Articles
10.02.2026

How Retail Loses Billions Due to the Human Factor — and How AI Can Fix It

Ruslan Okhrimovych
Chief Executive Officer

When intent and reality don’t align, retail loses billions. According to McKinsey, up to 35% of CPG sales losses are linked to the human factor: around 25% due to poor execution of standards and 8–10% due to out-of-stock situations, when products are missing from shelves.

Empty shelves and financial losses reflect a systemic industry problem: agreements exist, but retail is still built on human-dependent, manual processes that cannot be controlled at scale.

The CPG (Consumer Packaged Goods) industry is facing a labor shortage, rising labor costs, and deglobalization (editor’s note: deglobalization is the process of reducing interdependence and integration between countries, particularly in trade and economic relations). As a result, industry giants such as Coca-Cola, Nestlé, and Unilever are not looking for yet another IT or AI tool — they are looking for solutions that can turn chaos into a system.

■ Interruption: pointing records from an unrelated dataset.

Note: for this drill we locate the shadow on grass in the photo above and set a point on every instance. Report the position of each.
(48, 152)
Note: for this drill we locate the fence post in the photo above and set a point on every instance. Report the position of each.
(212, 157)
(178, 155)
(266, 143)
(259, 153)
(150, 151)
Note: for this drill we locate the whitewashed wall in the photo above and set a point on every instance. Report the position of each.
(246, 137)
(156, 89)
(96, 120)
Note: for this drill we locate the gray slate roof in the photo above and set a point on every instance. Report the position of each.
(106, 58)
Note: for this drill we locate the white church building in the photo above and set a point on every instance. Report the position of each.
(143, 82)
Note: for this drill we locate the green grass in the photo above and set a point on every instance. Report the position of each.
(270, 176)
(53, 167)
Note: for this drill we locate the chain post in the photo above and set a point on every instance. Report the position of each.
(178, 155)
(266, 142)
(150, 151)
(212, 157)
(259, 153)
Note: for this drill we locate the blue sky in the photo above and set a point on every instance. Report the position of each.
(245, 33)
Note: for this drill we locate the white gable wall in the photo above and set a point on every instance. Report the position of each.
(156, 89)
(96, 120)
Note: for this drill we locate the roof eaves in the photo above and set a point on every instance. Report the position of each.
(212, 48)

The real problem in retail is no longer a lack of data, but the near impossibility of manually verifying the execution of agreements at scale. How can one physically ensure that a product is placed exactly where agreed across tens of thousands of locations simultaneously?

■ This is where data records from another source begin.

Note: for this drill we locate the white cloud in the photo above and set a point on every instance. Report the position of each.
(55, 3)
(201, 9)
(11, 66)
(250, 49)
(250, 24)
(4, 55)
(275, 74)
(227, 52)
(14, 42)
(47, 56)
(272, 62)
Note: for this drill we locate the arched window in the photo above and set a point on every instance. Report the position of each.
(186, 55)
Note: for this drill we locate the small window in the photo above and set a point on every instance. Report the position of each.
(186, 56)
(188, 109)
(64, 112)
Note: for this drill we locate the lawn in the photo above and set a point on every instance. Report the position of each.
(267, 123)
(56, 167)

Research from the Promotion Optimization Institute shows that 58% of companies lack integration between Trade Promotion and Retail Execution systems, and 90% have no automated control mechanisms—exactly the gap technology can close.

Accountability Matters More Than Automation

For decades, businesses have tried to digitize chaos. But automation for its own sake does not work: the result is more reports, not more completed tasks. As is well known, what is not verified does not work.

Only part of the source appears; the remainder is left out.